In the early hours of this morning, which now seem like a lifetime ago, we boarded our plane and headed out on our big group tour of Vietnam and Thailand. I've never travelled overseas in a big group before, but I think it's quite a nice experience and I see the appeal of why people go out and do contiki tours. Mind you, I'm not on a contiki tour, or anything even remotely like that. I'm travelling with my family and some other families from our church community. But I don't know any of the other travellers so it's nice to make new friends.
I have also never been on holiday with my brother before, so this is a nice first for us :)
I was really worried that it would be difficult to stick to my vegan diet while travelling around Asia because they love to put fish sauce and oyster sauce in everything. Back in the early days of being vegan I would ask for the vegetarian option every time I went into an Asian restaurant, but I quickly learnt that you have to specifically state that you don't want any fish sauce, oyster sauce, shrimp paste or egg etc. Some people don't understand what being vegan involves, which is fine, so from now on I just list off everything I can't have. Sometimes their reaction is funny.
Despite being worried about not finding vegan food, we've actually done pretty well so far. Our first stop off was at a nice little place that whipped up some stir-fry veggies for us. Surprise surprise they didn't have anything vegan on the menu, but they were lovely and made something for me anyways. I did not expect the veggies would be so delicious, but they were. It was a very simple dish consisting of cauliflower, broccoli, mushroom, carrot and garlic in what I assume to be vegetable broth, but whoa it was so good! So yeah, so far so good in terms of hunting down vegan food.

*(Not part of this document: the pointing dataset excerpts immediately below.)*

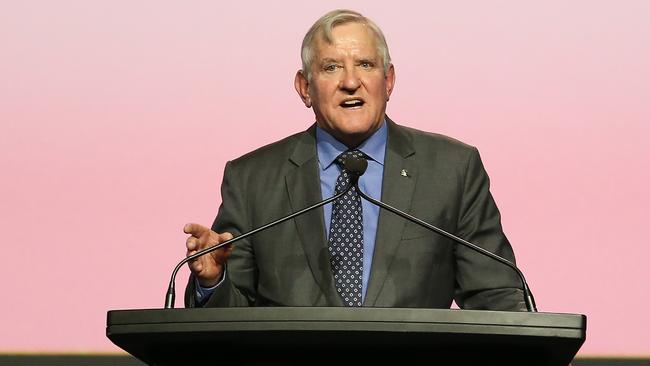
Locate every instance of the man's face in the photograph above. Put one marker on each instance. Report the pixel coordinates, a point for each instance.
(348, 88)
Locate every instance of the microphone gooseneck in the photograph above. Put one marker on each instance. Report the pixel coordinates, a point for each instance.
(171, 291)
(357, 166)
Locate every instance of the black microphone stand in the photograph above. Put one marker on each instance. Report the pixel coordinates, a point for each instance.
(358, 166)
(171, 291)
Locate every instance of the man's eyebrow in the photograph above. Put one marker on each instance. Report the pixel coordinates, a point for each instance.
(328, 60)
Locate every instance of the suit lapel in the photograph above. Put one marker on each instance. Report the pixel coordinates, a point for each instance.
(311, 229)
(397, 191)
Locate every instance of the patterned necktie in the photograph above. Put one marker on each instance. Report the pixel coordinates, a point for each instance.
(346, 238)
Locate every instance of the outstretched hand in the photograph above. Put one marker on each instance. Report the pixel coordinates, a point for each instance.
(207, 268)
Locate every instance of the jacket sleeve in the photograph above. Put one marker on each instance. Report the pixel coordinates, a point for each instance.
(232, 218)
(483, 283)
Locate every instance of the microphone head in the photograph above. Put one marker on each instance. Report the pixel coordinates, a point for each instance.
(355, 165)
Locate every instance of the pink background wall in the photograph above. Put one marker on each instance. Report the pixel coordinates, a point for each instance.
(118, 116)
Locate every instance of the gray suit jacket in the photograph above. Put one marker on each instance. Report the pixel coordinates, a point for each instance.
(288, 265)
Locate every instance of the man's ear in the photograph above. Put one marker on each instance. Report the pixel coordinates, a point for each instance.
(390, 81)
(302, 87)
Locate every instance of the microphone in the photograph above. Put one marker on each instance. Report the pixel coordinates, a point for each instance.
(171, 291)
(357, 166)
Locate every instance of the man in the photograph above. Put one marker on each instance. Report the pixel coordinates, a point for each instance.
(350, 253)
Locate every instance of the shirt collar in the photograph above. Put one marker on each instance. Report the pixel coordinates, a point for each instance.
(330, 148)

Vietnam is very different to how I remember it 7 years ago when I last came to visit. For one, the staff in the airport are so much nicer and more friendly. I used to be so scared of going to the Vietnamese airport as a child because everyone just looked so stern and like they would slap me if I looked at them wrong. But this time around, there were so many smiles, and everyone offered to help with getting luggage and finding a taxi. Yay for kindness! It definitely shows.
The roads are also very different to how I remembered them as well. I guess in 7 years, that's plenty of time to do road construction, but I'm quite impressed at how wide and tidy some of the newer roads are. I hope it stays in this condition for a while. Don't get me wrong though, as you travel further from the city, you get the roads that are bumpy as anything.
What I liked about travelling around today was seeing all the food carts. We saw a cart selling Vietnamese fried bread. They had something called banh tieu which I absolutely love, and they served it piping hot fresh out the oil that they deep fried the yummy goodness in. I can't find an English wiki page for banh tieu, but it's basically like a sweet kind of dough which is deep fried and sprinkled with sesame seeds. It's cool though, because it's hollow on the inside. So you're pretty much just eating crispy fried dough. But these ones were golden and a bit soft. So good. So good.
The last thing I'll say before I stop rambling is that I really like the old building here. They definitely look old, but you can tell that once upon a time they were all new and brightly coloured. I see lots of faded blue and yellow walls, but it has this cool rustic look it it. Everywhere I looked in Ho Chi Minh City, I saw a wall that would have looked great with some street art on it. I love hunting street art, and I hope to find some in the weeks to come. I don't why this fascinates me so much, but it does. I think I just like seeing people's talents on display.